Narita Bahra QC and John Carl Townsend were instructed by Miss Guney in the case of R v Sulley 2019
Reference Article - "Fraud trial abandoned because expert witness had no expertise", The Gaurdian.
This was a prosecution brought against 8 defendants for an alleged fraud involving the sale of carbon credits for the purposes of investment. The defendants asserted that they believed that there was a viable market for carbon credits and that they believed that the value of the credits would rise.
The trial collapsed as a result of the prosecution’s reliance on a witness called Andrew Ager. The prosecution had asserted that Mr. Ager was an expert in the carbon credits market and had relied upon him to secure convictions in over 20 trials. Mr. Ager had repeatedly told juries that, amongst other things, that there was no secondary market in the sale of VER carbon credits.
The defence team identified and instructed Dr. Marius Cristian Frunza as an expert for the defence. He holds a PhD from Sorbonne University and lectures extensively in respect of the carbon credit markets. Mr. Ager improperly attempted to dissuade Dr. Frunza from giving evidence. This resulted in Mr. Sulley’s team applying to cross-examine Mr. Ager in a voir dire before he was permitted to give evidence to the jury.
During the course of that cross-examination, the following evidence was elicited:
Ager had no academic qualifications whatsoever. He had not obtained a degree. When asked if he had any A-Levels, he replied that he had sat 3, but couldn’t remember if he had passed.
Despite asserting that he kept abreast of the carbon credits market, he admitted that he had not read any books on the subject even though he accepted that Dr. Frunza’s books were widely available. He did, however, tell the court that he had once seen a documentary about credit credits.
He admitted that a number of the assertions he had made to Dr. Frunza, during a joint experts meeting, were either wholly untrue or substantially inaccurate.
He admitted that he did not consider it his duty to bring facts to the court’s attention which might assist the defence.
He admitted that he had kept no record whatsoever of the material that he had been provided with by the police and no notes of his workings.
He admitted that he had lost some of the sensitive material he had been provided with by the police as he kept it in a cupboard under the stairs and the material had been damaged by a “leak”. He did, however, assure the court that he now had better storage facilities as he kept confidential material in a “locked box on his balcony”.
Prior to Mr. Ager giving evidence, the defence had made targeted disclosure requests which revealed that the officers in the case had taken no notes of their meetings with Mr. Ager and no record of the material that they had provided to him. In light of Mr. Ager’s admissions, it was plain that his evidence was incapable of any independent review, quite apart from his evident unsuitability as an expert witness. At the conclusion of the voir dire the prosecution confirmed that they abandoned Mr. Ager and that he had been removed from the National Crime Agency’s list of approved experts. HHJ Loraine Smith commented that Mr. Ager should never be permitted to give expert evidence again.
Mr.

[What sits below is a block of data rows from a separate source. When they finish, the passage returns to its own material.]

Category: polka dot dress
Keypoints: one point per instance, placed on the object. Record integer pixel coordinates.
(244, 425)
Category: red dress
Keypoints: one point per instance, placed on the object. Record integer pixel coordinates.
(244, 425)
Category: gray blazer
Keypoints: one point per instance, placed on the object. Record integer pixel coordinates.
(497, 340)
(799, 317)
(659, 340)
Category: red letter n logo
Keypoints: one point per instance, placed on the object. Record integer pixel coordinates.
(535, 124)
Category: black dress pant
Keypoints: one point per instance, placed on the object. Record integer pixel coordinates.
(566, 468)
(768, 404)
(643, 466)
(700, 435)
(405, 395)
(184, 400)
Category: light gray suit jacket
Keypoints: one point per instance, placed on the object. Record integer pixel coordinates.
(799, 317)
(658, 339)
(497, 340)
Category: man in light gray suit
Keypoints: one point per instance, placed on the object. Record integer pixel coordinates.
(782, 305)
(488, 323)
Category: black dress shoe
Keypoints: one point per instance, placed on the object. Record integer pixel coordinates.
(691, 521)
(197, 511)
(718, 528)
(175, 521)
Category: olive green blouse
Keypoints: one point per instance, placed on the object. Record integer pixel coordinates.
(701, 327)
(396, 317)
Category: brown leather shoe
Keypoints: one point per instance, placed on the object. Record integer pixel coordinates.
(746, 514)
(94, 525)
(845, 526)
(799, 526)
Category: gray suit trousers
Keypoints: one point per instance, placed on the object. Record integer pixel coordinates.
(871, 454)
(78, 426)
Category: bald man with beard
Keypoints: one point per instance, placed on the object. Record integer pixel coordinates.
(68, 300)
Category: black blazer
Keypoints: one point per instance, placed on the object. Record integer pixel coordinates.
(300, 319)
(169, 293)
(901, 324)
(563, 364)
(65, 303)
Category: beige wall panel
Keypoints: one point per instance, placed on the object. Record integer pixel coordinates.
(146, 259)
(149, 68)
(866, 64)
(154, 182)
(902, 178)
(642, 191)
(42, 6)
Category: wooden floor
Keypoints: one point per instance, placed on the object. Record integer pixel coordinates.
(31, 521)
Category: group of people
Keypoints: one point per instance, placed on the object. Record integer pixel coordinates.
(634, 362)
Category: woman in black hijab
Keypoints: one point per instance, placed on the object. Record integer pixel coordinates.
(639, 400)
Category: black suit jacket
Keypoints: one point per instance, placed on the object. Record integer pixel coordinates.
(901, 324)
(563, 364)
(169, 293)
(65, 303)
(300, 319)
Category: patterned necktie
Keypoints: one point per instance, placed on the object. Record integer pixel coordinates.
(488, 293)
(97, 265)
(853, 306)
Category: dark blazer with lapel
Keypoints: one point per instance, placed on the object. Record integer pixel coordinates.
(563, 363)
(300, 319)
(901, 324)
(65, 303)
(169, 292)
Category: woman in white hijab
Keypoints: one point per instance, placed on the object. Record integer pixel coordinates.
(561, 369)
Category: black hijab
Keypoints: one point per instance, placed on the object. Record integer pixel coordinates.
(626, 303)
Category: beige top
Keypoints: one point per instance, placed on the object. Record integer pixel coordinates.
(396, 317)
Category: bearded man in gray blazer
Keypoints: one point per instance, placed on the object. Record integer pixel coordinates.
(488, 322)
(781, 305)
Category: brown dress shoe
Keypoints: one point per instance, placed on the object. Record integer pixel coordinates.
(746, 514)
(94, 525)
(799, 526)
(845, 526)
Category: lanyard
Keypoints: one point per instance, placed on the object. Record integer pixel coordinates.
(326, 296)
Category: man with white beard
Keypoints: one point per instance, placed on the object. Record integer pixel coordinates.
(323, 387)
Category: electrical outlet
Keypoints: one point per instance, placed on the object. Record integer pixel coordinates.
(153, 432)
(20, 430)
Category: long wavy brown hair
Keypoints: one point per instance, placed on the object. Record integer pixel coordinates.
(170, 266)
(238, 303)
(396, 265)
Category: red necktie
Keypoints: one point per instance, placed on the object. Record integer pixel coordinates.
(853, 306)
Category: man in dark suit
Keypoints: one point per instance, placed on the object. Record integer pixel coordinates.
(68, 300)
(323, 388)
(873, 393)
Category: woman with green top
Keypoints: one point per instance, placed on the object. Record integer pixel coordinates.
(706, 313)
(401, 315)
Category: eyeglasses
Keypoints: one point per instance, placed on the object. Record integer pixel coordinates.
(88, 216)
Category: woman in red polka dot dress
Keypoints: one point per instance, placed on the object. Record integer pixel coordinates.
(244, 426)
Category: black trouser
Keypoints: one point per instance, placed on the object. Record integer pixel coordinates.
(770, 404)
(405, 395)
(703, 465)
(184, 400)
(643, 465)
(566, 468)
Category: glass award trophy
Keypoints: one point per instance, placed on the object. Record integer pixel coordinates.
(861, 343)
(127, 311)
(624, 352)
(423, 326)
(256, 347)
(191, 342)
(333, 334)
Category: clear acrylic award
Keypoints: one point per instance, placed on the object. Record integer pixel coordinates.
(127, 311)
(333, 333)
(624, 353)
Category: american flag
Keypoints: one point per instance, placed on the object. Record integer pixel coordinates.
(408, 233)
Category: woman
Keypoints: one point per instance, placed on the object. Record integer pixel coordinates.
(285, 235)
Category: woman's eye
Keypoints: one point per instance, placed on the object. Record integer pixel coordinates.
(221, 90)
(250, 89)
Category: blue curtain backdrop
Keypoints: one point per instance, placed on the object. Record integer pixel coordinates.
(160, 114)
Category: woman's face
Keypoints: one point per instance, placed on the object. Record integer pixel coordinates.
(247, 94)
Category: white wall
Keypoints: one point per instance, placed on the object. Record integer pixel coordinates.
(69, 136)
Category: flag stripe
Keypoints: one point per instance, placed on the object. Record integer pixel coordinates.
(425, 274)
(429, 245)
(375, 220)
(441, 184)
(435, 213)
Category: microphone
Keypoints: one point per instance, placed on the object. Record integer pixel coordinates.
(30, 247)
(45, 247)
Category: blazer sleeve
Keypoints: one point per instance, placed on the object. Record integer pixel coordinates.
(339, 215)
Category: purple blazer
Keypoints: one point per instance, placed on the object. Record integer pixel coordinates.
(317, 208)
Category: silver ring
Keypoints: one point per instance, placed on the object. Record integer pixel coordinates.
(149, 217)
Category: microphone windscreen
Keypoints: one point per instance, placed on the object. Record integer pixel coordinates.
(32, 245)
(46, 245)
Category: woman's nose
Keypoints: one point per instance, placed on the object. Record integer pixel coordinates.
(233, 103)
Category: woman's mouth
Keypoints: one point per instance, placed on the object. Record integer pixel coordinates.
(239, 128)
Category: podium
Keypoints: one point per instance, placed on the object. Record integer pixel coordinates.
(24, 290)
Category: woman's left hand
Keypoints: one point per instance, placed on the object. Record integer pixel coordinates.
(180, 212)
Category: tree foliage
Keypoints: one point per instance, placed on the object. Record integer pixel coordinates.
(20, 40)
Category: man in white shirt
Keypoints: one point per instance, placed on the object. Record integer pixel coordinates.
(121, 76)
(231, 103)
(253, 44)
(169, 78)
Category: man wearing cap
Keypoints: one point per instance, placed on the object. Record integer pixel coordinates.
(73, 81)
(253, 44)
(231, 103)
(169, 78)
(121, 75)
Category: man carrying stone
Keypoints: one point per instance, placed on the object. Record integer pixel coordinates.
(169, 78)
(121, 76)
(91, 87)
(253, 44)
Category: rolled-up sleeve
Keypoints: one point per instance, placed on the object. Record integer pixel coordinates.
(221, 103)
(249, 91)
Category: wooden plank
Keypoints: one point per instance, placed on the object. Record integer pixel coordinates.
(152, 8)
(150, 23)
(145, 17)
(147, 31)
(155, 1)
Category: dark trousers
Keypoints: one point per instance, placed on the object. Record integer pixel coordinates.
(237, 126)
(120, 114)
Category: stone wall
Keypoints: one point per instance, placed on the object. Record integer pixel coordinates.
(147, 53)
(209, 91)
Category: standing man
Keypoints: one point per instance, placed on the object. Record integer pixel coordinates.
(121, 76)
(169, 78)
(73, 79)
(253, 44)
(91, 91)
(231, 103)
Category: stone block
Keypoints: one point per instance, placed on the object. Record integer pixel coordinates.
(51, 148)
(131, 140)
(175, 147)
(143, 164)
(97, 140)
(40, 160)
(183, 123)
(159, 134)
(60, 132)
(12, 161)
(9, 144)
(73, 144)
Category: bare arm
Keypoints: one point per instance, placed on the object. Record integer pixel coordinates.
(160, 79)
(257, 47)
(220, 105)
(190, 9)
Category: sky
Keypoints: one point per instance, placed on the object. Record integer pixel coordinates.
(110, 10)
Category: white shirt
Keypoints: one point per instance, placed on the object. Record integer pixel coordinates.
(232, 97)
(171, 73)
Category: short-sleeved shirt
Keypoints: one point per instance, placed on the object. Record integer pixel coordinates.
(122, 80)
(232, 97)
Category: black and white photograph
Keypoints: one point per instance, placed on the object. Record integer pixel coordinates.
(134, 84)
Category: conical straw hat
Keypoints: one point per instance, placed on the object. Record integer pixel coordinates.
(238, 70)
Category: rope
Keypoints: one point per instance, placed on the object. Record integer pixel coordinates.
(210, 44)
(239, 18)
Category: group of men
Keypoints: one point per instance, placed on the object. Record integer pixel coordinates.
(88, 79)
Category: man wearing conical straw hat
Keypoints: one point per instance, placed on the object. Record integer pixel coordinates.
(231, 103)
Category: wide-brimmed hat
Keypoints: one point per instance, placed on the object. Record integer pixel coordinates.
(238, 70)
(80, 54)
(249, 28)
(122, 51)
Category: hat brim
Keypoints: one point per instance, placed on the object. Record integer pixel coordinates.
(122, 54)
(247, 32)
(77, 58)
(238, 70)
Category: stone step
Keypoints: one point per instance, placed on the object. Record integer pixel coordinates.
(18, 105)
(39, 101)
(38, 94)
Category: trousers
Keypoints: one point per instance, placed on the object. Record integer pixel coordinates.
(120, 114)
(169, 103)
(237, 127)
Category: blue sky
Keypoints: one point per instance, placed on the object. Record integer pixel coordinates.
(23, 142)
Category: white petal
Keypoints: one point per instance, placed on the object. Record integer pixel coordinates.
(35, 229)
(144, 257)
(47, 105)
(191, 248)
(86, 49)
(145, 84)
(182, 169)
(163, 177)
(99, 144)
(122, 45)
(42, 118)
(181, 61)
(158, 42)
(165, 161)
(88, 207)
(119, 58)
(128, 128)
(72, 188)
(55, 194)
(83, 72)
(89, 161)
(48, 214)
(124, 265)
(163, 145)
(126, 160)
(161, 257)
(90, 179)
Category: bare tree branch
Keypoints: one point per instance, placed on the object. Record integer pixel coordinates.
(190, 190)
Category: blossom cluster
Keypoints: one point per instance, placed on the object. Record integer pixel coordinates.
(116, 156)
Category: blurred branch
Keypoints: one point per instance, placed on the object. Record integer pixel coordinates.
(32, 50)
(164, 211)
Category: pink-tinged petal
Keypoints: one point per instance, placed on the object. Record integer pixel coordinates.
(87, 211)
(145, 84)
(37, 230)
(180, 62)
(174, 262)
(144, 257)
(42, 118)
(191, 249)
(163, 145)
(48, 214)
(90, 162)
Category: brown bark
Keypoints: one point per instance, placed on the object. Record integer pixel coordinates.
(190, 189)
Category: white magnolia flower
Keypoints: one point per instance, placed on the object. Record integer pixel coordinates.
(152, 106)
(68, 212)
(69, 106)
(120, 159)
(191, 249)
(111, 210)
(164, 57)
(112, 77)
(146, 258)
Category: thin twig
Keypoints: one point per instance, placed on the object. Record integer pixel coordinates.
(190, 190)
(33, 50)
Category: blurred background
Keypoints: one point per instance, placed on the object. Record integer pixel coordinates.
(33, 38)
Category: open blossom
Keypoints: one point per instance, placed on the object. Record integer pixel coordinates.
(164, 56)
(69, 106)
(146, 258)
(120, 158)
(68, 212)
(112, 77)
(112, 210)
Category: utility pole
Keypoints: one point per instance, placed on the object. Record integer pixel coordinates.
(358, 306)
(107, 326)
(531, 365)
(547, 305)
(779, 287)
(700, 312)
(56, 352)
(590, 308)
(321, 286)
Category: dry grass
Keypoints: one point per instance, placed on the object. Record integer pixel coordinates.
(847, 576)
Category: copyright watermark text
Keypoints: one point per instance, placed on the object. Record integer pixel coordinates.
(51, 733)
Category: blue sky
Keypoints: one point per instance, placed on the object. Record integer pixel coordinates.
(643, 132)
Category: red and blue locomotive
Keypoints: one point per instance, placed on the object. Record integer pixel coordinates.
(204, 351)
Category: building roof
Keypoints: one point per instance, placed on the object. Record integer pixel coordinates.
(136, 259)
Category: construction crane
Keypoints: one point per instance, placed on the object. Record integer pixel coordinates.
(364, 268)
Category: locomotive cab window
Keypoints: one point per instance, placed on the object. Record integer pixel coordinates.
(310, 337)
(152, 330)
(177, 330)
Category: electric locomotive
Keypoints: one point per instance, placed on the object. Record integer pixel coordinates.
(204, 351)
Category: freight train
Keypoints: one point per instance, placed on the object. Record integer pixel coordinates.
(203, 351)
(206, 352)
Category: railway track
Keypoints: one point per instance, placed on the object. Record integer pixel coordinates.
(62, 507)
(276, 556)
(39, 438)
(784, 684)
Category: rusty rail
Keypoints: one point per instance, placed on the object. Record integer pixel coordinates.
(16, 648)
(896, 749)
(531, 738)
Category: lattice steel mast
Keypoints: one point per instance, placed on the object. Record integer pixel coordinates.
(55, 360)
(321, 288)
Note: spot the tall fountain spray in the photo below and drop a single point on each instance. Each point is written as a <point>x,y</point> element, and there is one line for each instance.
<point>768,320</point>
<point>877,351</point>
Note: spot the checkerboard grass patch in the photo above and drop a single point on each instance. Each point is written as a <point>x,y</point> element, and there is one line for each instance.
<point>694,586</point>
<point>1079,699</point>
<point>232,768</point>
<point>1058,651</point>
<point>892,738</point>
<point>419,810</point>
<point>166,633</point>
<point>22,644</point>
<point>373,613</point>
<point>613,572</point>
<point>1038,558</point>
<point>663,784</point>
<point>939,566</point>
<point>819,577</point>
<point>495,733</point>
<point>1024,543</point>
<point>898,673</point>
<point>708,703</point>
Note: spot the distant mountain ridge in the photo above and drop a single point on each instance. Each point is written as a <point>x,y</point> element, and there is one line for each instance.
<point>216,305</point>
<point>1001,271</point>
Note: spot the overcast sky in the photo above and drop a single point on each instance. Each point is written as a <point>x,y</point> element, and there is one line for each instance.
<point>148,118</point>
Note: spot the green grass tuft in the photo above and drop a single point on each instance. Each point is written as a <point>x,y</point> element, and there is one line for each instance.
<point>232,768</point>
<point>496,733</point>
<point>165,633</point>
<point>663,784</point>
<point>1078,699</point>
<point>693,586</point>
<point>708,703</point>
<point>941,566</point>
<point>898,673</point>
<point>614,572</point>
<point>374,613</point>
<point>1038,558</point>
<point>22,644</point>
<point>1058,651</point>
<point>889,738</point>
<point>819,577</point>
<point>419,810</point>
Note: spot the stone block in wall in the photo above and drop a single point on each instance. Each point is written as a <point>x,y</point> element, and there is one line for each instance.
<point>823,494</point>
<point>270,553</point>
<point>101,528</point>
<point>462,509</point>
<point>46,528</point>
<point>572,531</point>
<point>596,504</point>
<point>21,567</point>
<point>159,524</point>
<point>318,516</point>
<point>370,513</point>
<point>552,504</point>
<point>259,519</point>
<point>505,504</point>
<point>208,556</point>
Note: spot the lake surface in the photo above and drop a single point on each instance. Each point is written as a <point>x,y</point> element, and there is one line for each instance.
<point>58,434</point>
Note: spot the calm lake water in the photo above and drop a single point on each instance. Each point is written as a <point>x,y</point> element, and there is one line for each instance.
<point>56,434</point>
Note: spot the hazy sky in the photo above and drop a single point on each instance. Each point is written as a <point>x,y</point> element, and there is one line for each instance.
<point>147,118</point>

Sulley’s defence team then sought a voir dire of the officers in the case and lawyers from the CPS in order to establish the extent of the disclosure failures. This resulted in the prosecution disclosing that the CPS and the police had been in possession of material that was potentially damaging to another prosecution expert called, Peter Buckie. Mr. Buckie had given evidence before the jury in respect of diamond sales prior to the voir dire of Mr. Ager. The evidence in respect of Mr. Buckie revealed that he had been abandoned as a prosecution witness in 2013 as a result of allegations of misconduct. That evidence did not appear on any prosecution disclosure schedule and was hidden from the defence until 28 May 2019, when it was revealed, for the first time, minutes before the prosecution offered no evidence and abandoned the case thereby avoiding the officers and CPS lawyers being subjected to cross-examination.
As a result of the cross-examination of Mr. Ager, the safety of the convictions in every previous carbon credits prosecution is now in question. Furthermore, it is apparent that there are systemic failures within the investigation and disclosure processes at City of London Police that are likely to impact upon all prosecutions undertaken in the last eight years.